Enfin, pour clôturer le chapitre des chauffeurs, avant d'entamer celui de la fin de la Société, j'ai eu un autre chauffeur pour faire du Portugal. Un qui avait pris la suite de celui qui m'avait laissé mon camion à la frontière Espagnole. Transiport mon affréteur, m'avait donc trouvé un autre chauffeur de confiance. Moi-même étant sur la route, le gars était parti directement prendre le camion. Il y avait déjà assez de temps de perdu comme ça. Deux ou trois semaines après, je n'avais pas encore de nouvelles du chauffeur. Rien, je ne savais même pas son nom. Par contre, il travaillait, il faisait son travail, même très bien. Un tour par semaine de Paris / Portugal, c'était très bien, surtout quand on voyait le temps passé dans les douanes Portugaises. Bon, le principal était que le travail se faisait.
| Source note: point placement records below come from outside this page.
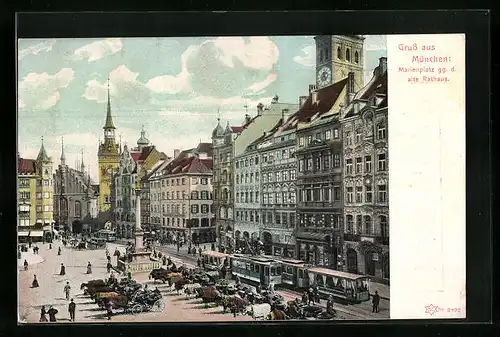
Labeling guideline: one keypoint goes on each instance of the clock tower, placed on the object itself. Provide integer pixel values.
(336, 56)
(108, 160)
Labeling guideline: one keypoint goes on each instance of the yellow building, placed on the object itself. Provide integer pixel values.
(35, 197)
(108, 161)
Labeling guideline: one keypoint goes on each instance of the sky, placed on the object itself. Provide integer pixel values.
(175, 87)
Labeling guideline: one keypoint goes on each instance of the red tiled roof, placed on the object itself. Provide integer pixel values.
(378, 87)
(145, 152)
(26, 165)
(135, 156)
(326, 98)
(237, 129)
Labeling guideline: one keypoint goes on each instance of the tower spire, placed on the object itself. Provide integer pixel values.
(109, 120)
(82, 169)
(63, 156)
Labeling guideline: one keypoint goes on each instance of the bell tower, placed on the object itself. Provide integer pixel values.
(336, 57)
(108, 160)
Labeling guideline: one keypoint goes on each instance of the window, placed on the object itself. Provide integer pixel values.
(348, 166)
(336, 193)
(384, 227)
(350, 224)
(382, 193)
(368, 225)
(368, 164)
(78, 209)
(369, 193)
(317, 163)
(358, 136)
(349, 194)
(381, 162)
(348, 138)
(301, 165)
(336, 162)
(309, 164)
(326, 194)
(381, 131)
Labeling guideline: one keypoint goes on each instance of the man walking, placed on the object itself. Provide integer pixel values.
(67, 289)
(71, 309)
(375, 301)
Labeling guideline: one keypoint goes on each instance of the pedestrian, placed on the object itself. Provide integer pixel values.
(305, 298)
(34, 284)
(67, 289)
(376, 301)
(71, 309)
(43, 318)
(109, 310)
(52, 314)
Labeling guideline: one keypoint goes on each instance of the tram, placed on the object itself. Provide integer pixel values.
(294, 273)
(257, 269)
(214, 260)
(346, 286)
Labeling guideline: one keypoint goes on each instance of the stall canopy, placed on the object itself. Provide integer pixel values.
(32, 233)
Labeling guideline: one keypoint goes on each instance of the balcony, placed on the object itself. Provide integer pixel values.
(319, 204)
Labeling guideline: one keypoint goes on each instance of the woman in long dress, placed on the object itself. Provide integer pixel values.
(34, 284)
(43, 318)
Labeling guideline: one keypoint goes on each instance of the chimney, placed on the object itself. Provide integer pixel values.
(260, 109)
(284, 112)
(350, 87)
(382, 63)
(302, 100)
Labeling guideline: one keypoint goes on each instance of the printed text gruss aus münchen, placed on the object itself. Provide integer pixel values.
(430, 59)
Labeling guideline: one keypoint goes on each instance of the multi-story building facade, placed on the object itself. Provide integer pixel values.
(73, 196)
(222, 180)
(247, 203)
(108, 161)
(187, 196)
(35, 198)
(339, 68)
(278, 189)
(124, 188)
(366, 178)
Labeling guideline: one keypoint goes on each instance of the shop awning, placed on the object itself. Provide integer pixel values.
(32, 233)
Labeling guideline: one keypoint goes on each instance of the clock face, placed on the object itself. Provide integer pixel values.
(324, 76)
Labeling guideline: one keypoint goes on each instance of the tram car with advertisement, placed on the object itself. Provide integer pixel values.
(345, 286)
(256, 269)
(213, 260)
(294, 273)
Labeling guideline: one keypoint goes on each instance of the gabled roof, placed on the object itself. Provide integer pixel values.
(326, 98)
(26, 166)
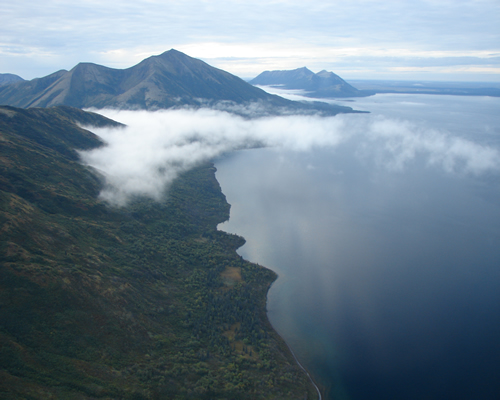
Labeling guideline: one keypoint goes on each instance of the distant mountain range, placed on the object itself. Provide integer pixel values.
(321, 85)
(171, 79)
(7, 79)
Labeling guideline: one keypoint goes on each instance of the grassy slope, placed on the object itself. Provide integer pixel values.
(144, 302)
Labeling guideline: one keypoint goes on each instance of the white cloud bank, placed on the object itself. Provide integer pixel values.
(155, 147)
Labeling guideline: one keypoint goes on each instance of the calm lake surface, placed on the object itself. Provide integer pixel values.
(388, 254)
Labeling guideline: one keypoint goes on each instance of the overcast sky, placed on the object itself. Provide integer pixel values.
(357, 39)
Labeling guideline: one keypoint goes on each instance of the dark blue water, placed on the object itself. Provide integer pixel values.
(389, 273)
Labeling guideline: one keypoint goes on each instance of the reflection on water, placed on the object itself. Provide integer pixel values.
(389, 281)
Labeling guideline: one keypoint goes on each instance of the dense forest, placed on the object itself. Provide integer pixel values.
(147, 301)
Plusieurs fois, nous avions demandés à l'affréteur de lui dire de nous appeler, ne serais-ce que pour les déclarations sociales. Mais non, toujours rien. Au bout d'un mois et demi, quand même, le téléphone sonne et une petite voix jeune et bégayante, au bout du fil, se présente. C'était notre homme, enfin. Il avait donc l'Iveco pour rouler, et voulant faire l'échange avec un Renault, qui disposait d'un Telma, ce qui était mieux pour faire du Portugal, nous avions convenu d'un rendez-vous au centre routier de Bordeaux. Passant par l'intermédiaire de Transiport, j'avais appris, qu'il partait le soir de Rouen, il était dans les dix huit heures. Moi-même j'étais déjà sur place à Bordeaux. Le lendemain au réveil, j'avais eu la surprise de voir son camion à coté du mien. Franchement, je ne m'y attendais pas. La nuit avait due être courte pour lui. Ses rideaux étaient tirés, il dormait. Tant pis, je frappe à la porte. La cabine bouge, les rideaux bougent puis la porte s'ouvre et je le vois enfin. Hou !!!!!!! La surprise, Je vois un jeune d'une vingtaine d'années, un mètre soixante cinq, donc tout petit et frêle, avec les cheveux en banane, les santiags au pieds avec les semelles ferrées et le blouson à franges et à clous. Pas vraiment le look du routier, quoi. Quand on avait été prendre le café, j'en avais même un peu honte. Le pire, c'était qu'il était mon meilleur chauffeur après Navarre.